I haven’t written about this too much, but for the past week or so, I’ve been having a REALLY hard time not smoking. I’ve been kind of stressed, depressed, and anxious lately, so I’m sure that’s a huge part of it. The thing with B really made me want to smoke the other night, and sitting next to him while he smoked made me want to even more. I had a shitty day at work yesterday. Work has just been stressing me out lately. I fucking hate insurance companies. One company in particular is pissing me the fuck off, because they keep fucking up the stuff they expect us to process, QA, and all of that, and they keep sending it in late on top of that. Since I’m in charge of the bulk of that type of work, I have employees bitching about it to me. I don’t know what the fuck they expect me to do about it. So I had a pretty shitty day at work today, too. I think that’s the most I’ve ever talked about my job here haha. Besides my side job at the youth center. My “real job” isn’t worth talking about. It’s just pissing me off and adding to my stress level. The old pictures and conversation at my mom’s house just pushed me over the edge. The little things just build up. I wanted to have a cigarette right after that, but I didn’t. I wrote that entry here, and then watched TV for like an hour. Then I logged into my work e-mail, read an e-mail from one of our stupid fucking insurance clients, and it pissed me off. I’ll skip the boring details because they don’t matter, but that e-mail assured me that I’m going to have a really busy, stressful day at work on Monday. So that e-mail was kind of the straw that broke the camel’s back. I opened the window in my office, grabbed a pack of cigarettes, lit a candle (to hide the smell) and smoked a cigarette. I didn’t go into the garage to smoke it, because I didn’t want Jenny to see me. It’s not like she would have yelled at me or anything…I just didn’t want her questioning me about it. When I was done, I sprayed Febreeze all over to hide the smell even more. After a couple minutes, I went downstairs.

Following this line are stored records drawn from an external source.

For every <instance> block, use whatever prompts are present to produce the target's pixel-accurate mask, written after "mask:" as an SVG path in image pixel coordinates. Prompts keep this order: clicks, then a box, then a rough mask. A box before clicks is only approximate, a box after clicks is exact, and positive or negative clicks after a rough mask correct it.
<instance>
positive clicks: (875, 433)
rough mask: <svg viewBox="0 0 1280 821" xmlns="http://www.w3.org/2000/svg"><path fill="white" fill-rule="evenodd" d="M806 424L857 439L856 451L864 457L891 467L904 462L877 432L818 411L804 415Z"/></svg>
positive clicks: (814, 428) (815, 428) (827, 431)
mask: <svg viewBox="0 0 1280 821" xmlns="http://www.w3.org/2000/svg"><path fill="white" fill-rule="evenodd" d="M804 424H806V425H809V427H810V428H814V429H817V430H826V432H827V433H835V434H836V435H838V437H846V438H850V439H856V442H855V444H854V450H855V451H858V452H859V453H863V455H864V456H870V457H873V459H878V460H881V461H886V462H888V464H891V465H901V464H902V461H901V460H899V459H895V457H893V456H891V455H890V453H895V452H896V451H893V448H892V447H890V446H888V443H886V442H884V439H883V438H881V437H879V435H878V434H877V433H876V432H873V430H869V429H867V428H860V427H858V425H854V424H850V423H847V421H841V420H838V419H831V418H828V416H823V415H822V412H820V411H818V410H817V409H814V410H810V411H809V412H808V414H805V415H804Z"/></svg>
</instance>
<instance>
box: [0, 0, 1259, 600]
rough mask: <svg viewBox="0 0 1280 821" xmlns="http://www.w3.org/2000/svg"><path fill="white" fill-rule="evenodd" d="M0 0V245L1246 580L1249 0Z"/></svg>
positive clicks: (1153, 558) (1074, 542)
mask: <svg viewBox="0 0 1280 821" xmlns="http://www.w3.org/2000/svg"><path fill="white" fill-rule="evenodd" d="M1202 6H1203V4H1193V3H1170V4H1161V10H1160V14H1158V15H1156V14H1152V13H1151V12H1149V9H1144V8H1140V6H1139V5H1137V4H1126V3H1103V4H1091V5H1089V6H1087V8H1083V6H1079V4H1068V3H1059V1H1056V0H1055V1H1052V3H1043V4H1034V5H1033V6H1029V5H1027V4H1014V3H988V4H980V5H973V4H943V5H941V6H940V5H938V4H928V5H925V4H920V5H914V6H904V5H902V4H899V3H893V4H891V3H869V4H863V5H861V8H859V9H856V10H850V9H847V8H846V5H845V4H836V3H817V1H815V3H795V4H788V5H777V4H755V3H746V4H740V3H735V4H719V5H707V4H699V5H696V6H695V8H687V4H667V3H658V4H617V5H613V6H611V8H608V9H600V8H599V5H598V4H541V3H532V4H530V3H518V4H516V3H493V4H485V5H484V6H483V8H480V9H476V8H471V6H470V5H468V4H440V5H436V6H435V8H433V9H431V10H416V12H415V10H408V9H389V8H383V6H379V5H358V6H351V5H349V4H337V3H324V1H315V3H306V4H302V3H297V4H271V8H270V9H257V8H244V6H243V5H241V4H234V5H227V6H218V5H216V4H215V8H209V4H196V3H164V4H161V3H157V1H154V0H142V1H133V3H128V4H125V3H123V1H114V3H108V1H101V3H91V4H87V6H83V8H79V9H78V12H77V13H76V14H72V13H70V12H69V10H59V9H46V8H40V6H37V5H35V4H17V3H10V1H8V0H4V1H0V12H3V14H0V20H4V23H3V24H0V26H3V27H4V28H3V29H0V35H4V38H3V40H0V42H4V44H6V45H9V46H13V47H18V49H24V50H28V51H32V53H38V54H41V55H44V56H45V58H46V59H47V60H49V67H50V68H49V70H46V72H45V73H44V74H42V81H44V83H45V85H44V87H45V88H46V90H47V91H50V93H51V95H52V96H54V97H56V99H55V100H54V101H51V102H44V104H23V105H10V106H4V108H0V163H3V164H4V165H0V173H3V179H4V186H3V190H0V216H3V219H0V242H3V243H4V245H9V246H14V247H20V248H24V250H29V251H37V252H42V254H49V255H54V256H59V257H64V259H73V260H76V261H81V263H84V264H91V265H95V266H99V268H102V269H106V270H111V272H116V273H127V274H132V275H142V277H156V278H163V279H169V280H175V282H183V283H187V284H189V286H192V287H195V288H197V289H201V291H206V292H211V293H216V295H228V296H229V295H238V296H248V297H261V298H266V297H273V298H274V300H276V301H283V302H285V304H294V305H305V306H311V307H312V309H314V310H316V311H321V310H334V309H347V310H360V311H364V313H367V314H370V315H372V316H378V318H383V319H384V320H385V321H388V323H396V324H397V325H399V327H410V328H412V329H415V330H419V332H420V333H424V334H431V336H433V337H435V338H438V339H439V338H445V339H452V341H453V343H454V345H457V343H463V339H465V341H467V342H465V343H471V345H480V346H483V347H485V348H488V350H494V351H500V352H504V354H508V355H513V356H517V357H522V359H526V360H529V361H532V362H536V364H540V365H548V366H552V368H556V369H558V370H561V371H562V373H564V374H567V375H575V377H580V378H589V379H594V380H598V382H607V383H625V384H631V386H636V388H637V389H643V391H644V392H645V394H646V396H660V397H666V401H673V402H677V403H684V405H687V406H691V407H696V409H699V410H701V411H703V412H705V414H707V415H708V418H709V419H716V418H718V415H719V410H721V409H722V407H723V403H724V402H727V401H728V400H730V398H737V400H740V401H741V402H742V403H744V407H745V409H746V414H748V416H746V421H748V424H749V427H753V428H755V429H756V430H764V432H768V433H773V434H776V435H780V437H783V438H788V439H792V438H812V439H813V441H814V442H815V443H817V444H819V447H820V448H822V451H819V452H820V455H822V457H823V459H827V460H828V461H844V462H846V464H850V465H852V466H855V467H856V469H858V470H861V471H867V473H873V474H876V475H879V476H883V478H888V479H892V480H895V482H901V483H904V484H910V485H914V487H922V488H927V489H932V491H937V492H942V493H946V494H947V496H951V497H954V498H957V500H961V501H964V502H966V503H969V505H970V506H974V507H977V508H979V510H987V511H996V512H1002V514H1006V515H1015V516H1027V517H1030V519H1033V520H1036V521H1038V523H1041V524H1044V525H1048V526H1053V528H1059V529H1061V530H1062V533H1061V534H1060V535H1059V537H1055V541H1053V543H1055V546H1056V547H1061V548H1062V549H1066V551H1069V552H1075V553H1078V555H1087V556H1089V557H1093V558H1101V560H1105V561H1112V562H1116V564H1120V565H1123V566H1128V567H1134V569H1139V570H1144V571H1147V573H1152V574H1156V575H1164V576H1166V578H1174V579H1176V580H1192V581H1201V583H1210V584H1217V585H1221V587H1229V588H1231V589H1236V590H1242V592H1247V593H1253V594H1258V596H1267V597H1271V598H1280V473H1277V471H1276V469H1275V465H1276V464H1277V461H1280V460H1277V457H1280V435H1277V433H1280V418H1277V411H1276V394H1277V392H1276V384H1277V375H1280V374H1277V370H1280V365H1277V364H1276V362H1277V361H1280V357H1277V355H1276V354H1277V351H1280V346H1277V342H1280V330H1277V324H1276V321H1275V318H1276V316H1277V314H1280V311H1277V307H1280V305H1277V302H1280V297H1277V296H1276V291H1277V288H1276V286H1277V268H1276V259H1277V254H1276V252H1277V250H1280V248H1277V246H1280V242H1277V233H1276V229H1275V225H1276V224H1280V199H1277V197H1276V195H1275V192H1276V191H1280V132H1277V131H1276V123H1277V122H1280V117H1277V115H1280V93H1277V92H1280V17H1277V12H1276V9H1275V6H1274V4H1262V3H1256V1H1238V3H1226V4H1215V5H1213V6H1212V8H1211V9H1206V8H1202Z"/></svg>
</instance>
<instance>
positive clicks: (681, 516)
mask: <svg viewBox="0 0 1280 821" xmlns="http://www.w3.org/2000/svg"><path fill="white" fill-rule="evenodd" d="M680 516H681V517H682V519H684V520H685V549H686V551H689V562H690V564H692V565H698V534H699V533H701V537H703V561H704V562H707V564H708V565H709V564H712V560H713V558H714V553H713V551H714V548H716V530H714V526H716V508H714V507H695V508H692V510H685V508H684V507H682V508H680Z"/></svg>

Jenny was sitting at the kitchen table looking through some baby clothes catalog. I went to get a Diet Coke, and she stood up, came over to me, and gave me a kiss. She said I looked stressed, and put her arms around me. When she pulled back, she asked if I’d been smoking and said I smelled like smoke (it had only been like three or four minutes since I smoked that cigarette). I told her I hadn’t been smoking, but she called me on it. I didn’t say anything in response, so then she said, “Why are you lying about it? I can smell it, Chris. B isn’t here, so you can’t blame it on him.” So I tried blaming it on the cat. For the record, blaming things on the cat never works. Never. So finally I admitted to it. She asked me if I was ok, I told her I’m fine. She asked if I wanted to talk, I said no. The cat walked up and meowed at me, so I grabbed her and told Jenny I was going back upstairs with my smoking buddy. She rolled her eyes at me and just said, “Make sure you two open a window, if you’re not going to go to the garage. And if you need to talk, I’m here for you.” I made the cat wave at her and went upstairs. So here I am, with my cat in my lap, and another cigarette.

I’m mad at myself for smoking. Really, I am. I shouldn’t be having another one. But I’m just so fucking stressed right now. I was so proud of myself for going so long without smoking, too. Now I’m just disappointed in myself. The disappointment on top of the stress, depression, and anxiety just makes me want to smoke even more. Dammit. I’ll try to quit again soon. Oh well. It's better to "relapse" on cigarettes than on anything else. I put it in quotation marks because I don't really think relapse is the word for it. I suppose it is, since it's still an addiction, but I don't know...it just doesn't seem like the right word to me. Maybe part of that is because it's a word I'd rather not use.

On a lighter note, tomorrow is Evan's 6th birthday. A bunch of his friends are coming over for a party tomorrow. That should be fun. It will be hectic, for sure. I can’t believe he’s that old already. He’s growing up so fast! It’s crazy.